Question
Question 4 (Total: 20 marks) Heisenberg Corporation has a Moldings Division that does molding work of various types. The company's Machine Products Division has asked
Question 4 (Total: 20 marks)
Heisenberg Corporation has a Moldings Division that does molding work of various types. The company's Machine Products Division has asked the Moldings Division to provide it with 20,000 special moldings each year on a continuing basis. The special moldings would require $10 per unit in variable production costs. The Machine Products Division has a bid from an outside supplier of $29 per unit for the moldings.

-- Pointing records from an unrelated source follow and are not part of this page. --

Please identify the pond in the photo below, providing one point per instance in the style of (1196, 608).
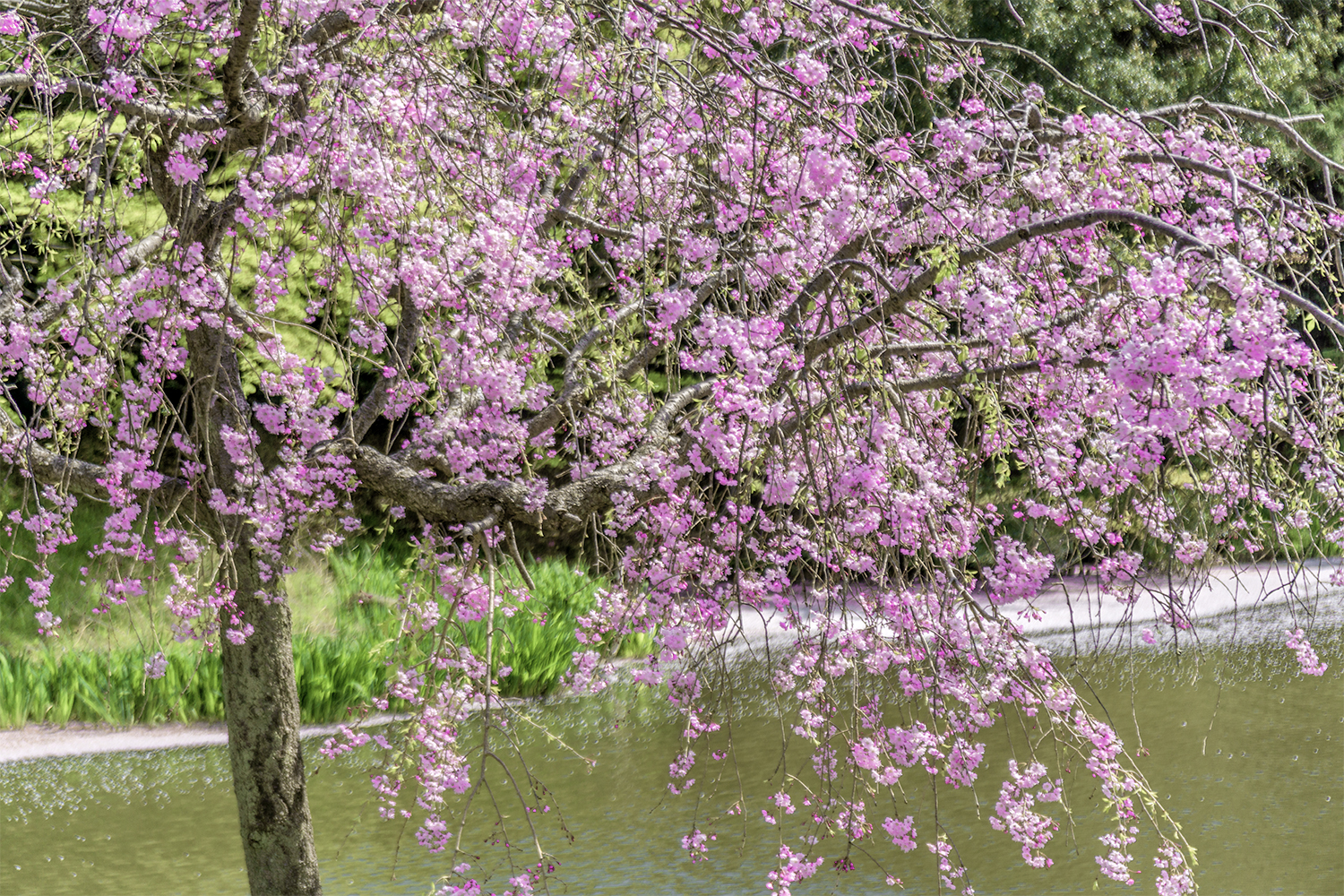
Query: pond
(1249, 758)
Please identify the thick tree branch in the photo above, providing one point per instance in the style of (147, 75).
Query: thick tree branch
(926, 279)
(1282, 125)
(524, 501)
(18, 447)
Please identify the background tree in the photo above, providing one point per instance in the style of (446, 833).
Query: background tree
(793, 309)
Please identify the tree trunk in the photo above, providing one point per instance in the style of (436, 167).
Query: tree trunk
(261, 707)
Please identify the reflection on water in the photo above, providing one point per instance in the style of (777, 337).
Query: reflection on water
(1253, 769)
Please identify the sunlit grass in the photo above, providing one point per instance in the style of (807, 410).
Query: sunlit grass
(347, 616)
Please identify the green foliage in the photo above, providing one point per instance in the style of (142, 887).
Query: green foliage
(535, 638)
(346, 629)
(1118, 53)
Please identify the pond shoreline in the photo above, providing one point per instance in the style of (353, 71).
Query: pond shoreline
(46, 740)
(1249, 603)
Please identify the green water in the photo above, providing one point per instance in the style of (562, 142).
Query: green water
(1253, 769)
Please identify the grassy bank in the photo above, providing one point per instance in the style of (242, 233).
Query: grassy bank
(347, 616)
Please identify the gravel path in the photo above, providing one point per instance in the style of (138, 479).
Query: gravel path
(1069, 614)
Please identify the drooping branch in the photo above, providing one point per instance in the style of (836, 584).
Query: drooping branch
(926, 279)
(573, 392)
(155, 113)
(402, 351)
(524, 501)
(1279, 124)
(70, 474)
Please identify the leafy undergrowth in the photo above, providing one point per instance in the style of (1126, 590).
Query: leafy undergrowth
(347, 616)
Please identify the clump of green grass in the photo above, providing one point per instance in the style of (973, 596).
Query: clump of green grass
(347, 624)
(535, 638)
(89, 685)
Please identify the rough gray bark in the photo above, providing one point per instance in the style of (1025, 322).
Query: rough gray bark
(261, 707)
(261, 696)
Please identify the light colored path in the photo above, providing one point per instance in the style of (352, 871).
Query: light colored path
(1069, 614)
(77, 739)
(1073, 610)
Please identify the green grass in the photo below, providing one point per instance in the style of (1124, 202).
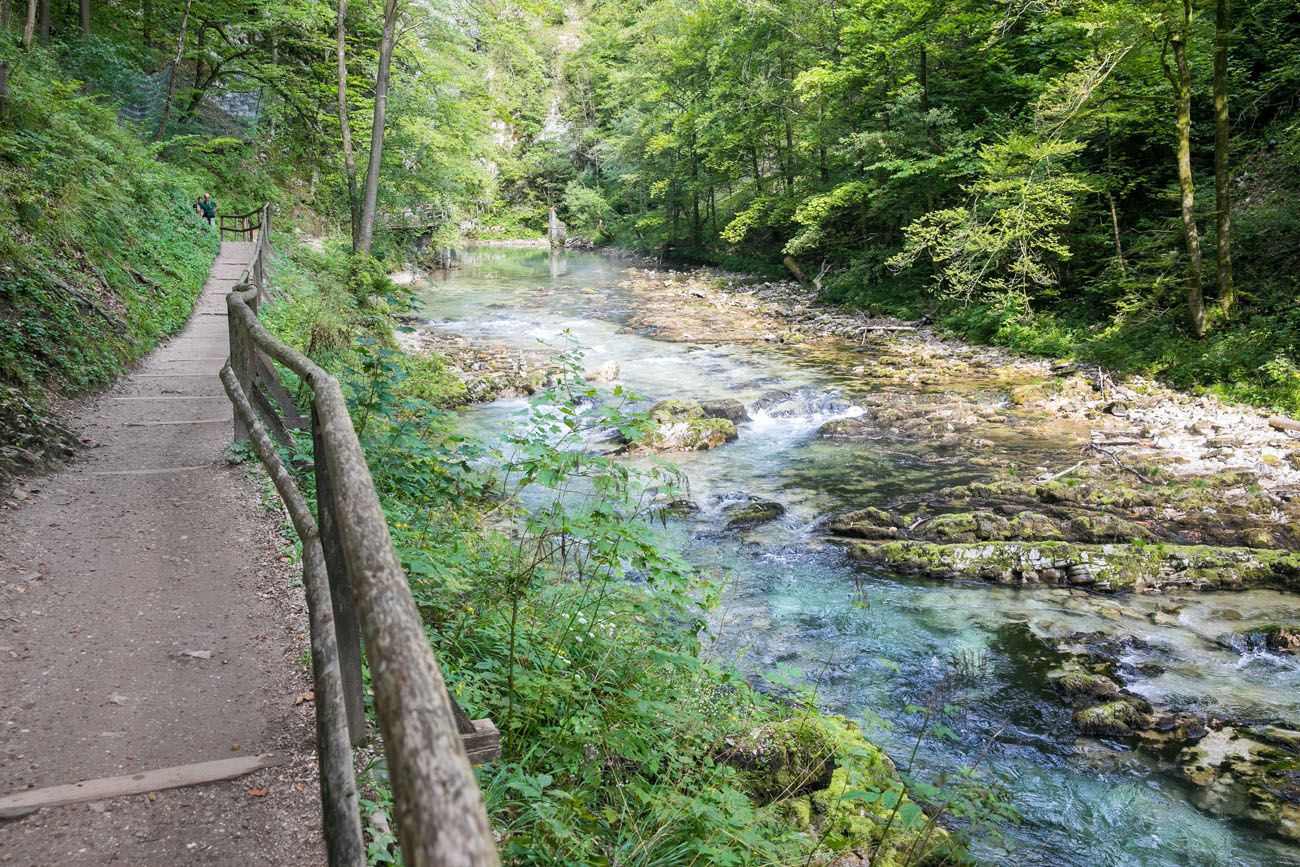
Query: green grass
(100, 252)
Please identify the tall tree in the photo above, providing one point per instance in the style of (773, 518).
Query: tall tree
(1222, 194)
(176, 72)
(29, 26)
(1181, 78)
(343, 124)
(365, 229)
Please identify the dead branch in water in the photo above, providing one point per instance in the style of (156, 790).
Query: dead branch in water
(1118, 463)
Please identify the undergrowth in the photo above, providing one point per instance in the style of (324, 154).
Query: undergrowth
(557, 610)
(100, 251)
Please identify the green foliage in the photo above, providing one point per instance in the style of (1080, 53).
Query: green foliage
(1014, 159)
(585, 211)
(100, 252)
(557, 610)
(1008, 238)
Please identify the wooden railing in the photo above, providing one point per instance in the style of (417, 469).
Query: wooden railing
(356, 588)
(245, 226)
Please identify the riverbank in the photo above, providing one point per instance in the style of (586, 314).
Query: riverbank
(1051, 486)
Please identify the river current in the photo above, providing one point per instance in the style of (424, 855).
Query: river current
(871, 642)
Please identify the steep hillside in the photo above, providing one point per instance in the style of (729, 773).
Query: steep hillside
(100, 251)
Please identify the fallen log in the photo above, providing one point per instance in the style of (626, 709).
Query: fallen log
(1282, 423)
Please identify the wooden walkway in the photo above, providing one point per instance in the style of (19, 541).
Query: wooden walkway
(147, 621)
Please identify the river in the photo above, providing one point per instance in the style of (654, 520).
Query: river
(871, 642)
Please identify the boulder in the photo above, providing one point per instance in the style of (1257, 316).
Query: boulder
(607, 372)
(849, 429)
(869, 523)
(688, 434)
(1082, 688)
(681, 427)
(752, 512)
(727, 408)
(1113, 719)
(676, 410)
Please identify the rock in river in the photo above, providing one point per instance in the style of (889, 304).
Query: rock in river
(727, 408)
(681, 427)
(752, 512)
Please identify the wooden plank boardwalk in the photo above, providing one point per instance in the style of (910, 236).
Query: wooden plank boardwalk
(147, 621)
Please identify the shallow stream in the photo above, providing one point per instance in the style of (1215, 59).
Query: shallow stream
(875, 642)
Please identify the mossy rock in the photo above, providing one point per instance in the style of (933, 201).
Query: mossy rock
(1084, 688)
(1028, 527)
(752, 514)
(1140, 568)
(859, 796)
(869, 523)
(783, 759)
(1113, 719)
(693, 433)
(676, 410)
(727, 408)
(1105, 528)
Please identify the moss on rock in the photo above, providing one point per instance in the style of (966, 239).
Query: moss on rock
(1101, 567)
(1113, 719)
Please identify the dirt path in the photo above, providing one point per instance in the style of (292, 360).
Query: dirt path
(147, 620)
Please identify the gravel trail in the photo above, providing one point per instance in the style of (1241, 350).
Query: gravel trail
(147, 620)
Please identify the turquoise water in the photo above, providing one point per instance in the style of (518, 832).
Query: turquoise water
(871, 642)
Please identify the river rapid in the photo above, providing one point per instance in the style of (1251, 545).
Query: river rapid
(871, 642)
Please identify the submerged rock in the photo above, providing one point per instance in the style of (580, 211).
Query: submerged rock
(849, 429)
(1139, 568)
(681, 427)
(1113, 719)
(607, 372)
(752, 512)
(727, 408)
(865, 524)
(1247, 772)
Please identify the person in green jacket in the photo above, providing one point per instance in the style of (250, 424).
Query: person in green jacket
(207, 208)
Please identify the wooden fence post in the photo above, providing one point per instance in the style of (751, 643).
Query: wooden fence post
(347, 628)
(241, 363)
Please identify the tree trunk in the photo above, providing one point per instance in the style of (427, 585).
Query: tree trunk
(1187, 191)
(1114, 229)
(1222, 195)
(176, 70)
(345, 128)
(200, 40)
(381, 105)
(1110, 200)
(29, 26)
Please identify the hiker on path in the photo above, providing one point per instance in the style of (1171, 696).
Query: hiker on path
(207, 208)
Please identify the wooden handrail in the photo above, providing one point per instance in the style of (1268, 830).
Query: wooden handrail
(354, 577)
(241, 225)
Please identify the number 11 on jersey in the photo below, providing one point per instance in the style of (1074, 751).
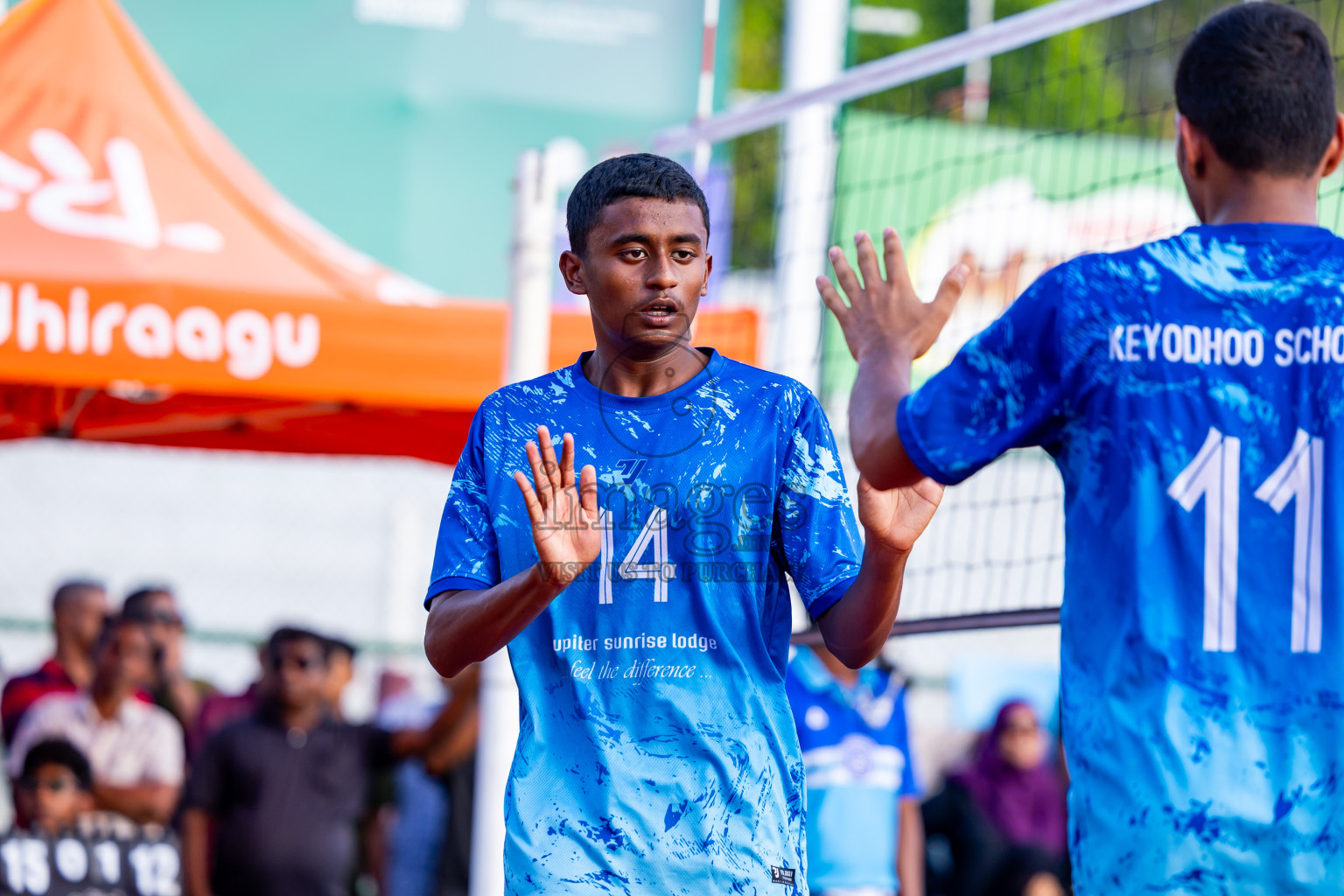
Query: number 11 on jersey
(1215, 477)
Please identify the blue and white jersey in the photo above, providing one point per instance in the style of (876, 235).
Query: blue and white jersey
(1191, 393)
(857, 755)
(657, 754)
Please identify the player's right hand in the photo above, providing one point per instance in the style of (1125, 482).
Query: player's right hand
(883, 313)
(564, 514)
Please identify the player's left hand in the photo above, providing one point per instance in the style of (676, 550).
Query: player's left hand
(900, 516)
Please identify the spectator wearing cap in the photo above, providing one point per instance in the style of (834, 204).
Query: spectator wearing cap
(276, 798)
(156, 607)
(55, 788)
(135, 748)
(78, 610)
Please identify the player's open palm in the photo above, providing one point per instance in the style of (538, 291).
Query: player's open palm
(898, 517)
(883, 313)
(564, 512)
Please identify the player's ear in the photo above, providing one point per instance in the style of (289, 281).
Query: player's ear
(1191, 148)
(571, 269)
(1335, 152)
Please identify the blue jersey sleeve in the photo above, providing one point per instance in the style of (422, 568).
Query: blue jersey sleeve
(466, 554)
(1002, 391)
(817, 532)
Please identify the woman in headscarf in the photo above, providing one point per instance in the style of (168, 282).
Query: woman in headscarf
(1004, 815)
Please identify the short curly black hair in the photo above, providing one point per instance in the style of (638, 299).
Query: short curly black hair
(58, 751)
(642, 175)
(1258, 80)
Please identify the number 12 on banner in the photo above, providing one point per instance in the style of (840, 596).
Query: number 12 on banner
(1215, 477)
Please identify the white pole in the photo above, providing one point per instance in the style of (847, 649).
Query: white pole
(704, 90)
(528, 349)
(814, 55)
(976, 97)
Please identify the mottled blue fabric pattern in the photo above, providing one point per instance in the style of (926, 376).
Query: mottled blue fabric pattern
(1190, 391)
(657, 752)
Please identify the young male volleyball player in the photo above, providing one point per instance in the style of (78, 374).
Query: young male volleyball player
(1191, 393)
(644, 599)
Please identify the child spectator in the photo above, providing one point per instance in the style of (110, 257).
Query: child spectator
(863, 826)
(55, 788)
(133, 747)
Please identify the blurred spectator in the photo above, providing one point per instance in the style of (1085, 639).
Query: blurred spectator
(55, 788)
(340, 672)
(864, 833)
(171, 688)
(424, 856)
(1004, 816)
(133, 747)
(78, 610)
(276, 798)
(218, 710)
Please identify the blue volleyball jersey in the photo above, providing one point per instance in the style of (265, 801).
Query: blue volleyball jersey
(1190, 391)
(857, 755)
(657, 752)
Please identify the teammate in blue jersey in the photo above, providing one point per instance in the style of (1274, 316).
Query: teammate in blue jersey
(644, 601)
(864, 830)
(1191, 393)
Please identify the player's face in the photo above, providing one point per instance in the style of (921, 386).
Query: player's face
(646, 270)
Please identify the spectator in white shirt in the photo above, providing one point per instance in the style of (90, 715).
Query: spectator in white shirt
(135, 747)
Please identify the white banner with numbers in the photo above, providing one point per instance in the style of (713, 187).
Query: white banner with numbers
(89, 865)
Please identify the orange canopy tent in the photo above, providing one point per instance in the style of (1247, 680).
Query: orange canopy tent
(155, 289)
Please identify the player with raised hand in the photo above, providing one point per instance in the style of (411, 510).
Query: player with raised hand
(646, 602)
(1190, 391)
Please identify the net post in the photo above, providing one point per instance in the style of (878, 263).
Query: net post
(536, 199)
(815, 39)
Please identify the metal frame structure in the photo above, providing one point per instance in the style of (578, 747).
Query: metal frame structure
(900, 69)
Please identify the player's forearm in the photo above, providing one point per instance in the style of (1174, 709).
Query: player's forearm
(910, 850)
(859, 624)
(468, 626)
(883, 379)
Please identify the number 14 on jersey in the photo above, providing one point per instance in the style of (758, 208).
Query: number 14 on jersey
(1215, 477)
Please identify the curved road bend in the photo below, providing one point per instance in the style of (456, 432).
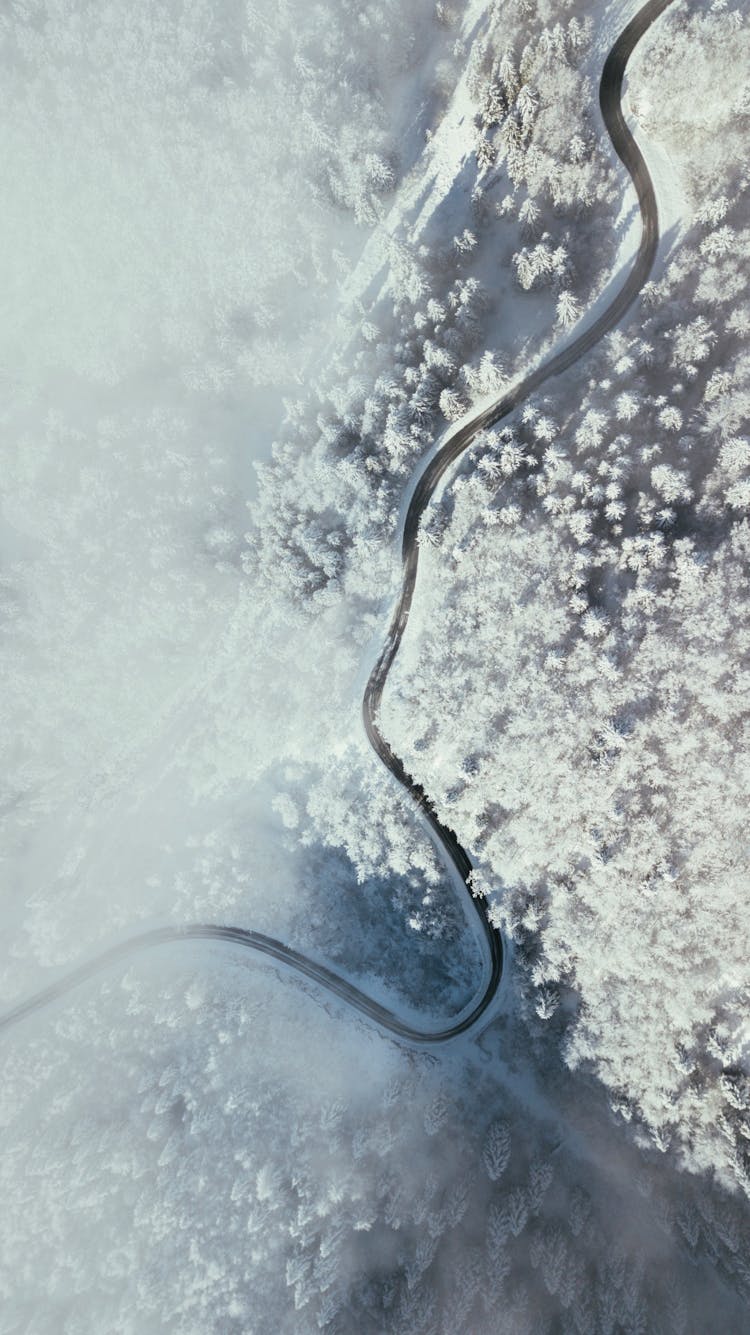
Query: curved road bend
(610, 102)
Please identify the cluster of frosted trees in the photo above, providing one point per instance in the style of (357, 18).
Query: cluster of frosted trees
(587, 730)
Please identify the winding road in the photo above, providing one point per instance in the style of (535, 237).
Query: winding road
(610, 102)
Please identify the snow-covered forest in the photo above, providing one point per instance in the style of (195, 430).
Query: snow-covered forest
(259, 259)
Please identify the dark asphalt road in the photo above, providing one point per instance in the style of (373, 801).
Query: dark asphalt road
(610, 102)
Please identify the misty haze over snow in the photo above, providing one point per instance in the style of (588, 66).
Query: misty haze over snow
(264, 266)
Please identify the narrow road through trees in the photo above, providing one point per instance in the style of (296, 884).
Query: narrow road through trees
(610, 102)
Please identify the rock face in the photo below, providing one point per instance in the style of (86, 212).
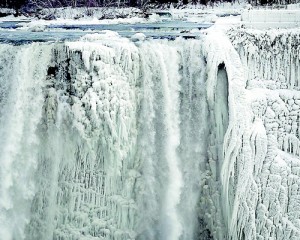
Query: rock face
(105, 138)
(265, 205)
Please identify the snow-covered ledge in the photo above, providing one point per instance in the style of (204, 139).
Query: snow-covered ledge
(271, 18)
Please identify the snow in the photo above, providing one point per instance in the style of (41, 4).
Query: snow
(275, 18)
(140, 138)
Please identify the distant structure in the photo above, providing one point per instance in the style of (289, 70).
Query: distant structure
(39, 4)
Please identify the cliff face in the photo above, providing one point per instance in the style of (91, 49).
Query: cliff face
(186, 139)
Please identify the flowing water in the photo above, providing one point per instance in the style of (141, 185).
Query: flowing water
(102, 139)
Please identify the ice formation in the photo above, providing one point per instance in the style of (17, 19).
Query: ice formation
(112, 138)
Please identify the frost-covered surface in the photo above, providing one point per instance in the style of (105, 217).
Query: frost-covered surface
(260, 174)
(115, 138)
(114, 143)
(275, 18)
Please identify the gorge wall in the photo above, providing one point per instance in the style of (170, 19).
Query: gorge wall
(103, 138)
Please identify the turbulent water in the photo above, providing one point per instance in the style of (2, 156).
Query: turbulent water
(102, 139)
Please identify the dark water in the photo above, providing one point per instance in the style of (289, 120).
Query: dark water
(10, 31)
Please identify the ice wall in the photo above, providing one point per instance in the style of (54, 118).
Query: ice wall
(259, 174)
(103, 138)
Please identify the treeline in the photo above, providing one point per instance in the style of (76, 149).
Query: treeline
(39, 4)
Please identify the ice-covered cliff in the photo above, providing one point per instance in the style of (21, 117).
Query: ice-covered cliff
(102, 139)
(105, 138)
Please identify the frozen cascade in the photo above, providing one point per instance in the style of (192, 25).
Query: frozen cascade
(102, 138)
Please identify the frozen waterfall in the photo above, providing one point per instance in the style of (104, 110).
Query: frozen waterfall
(105, 138)
(102, 139)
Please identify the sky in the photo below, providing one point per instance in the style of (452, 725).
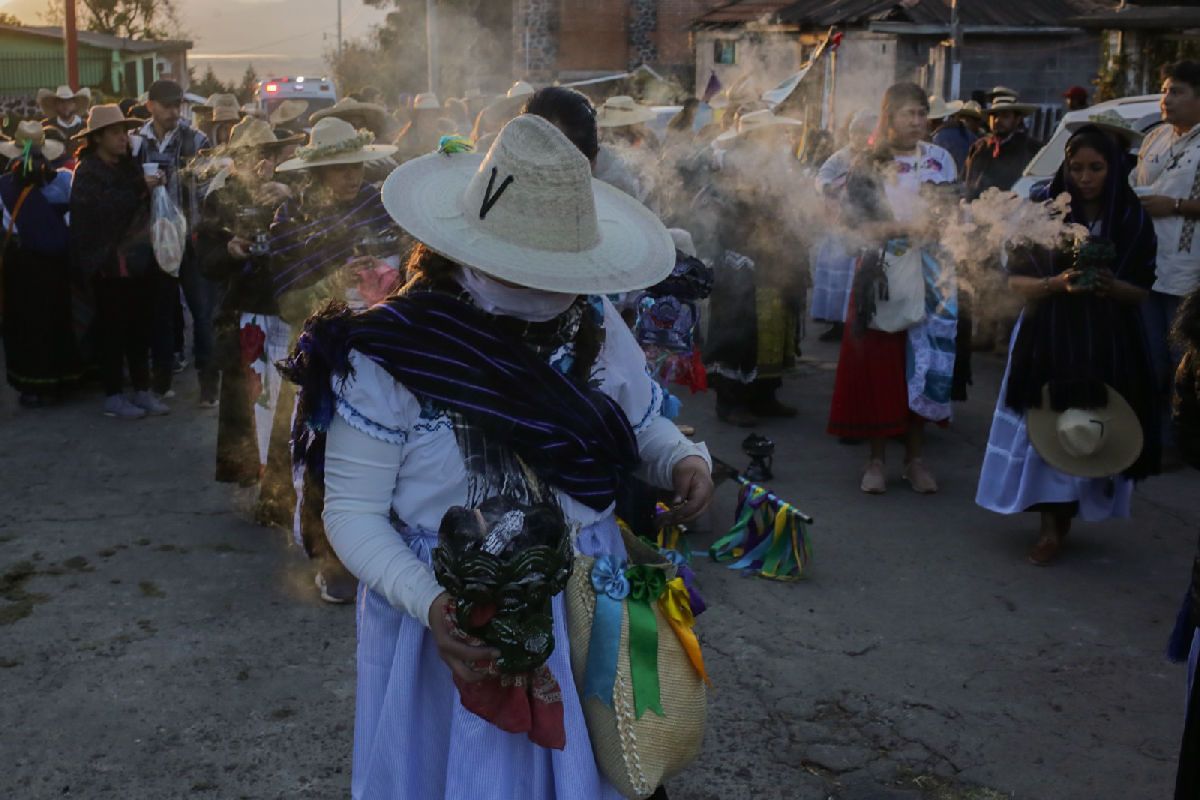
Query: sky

In order to have time and space to produce the new moldings, the Moldings Division would have to cut back production of another molding: the Blue4, which it presently is producing. The Blue4 sells for $30 per unit, and requires $12 per unit in variable production costs. Boxing and shipping costs of the Blue4 are $4 per unit. Boxing and shipping costs for the new special molding would be only $1 per unit. The company is now producing and selling 100,000 units of the Blue4 each year. Production and sales of this molding would drop by 20% if the new molding is produced.
Required:
- What is the range of transfer prices within which both the divisions' profits would increase as a result of agreeing to the transfer of 20,000 moldings per year from the Moldings Division to the Machine Products Division?
- Is it in the best interests of Heisenberg Corporation for this transfer to take place? Explain.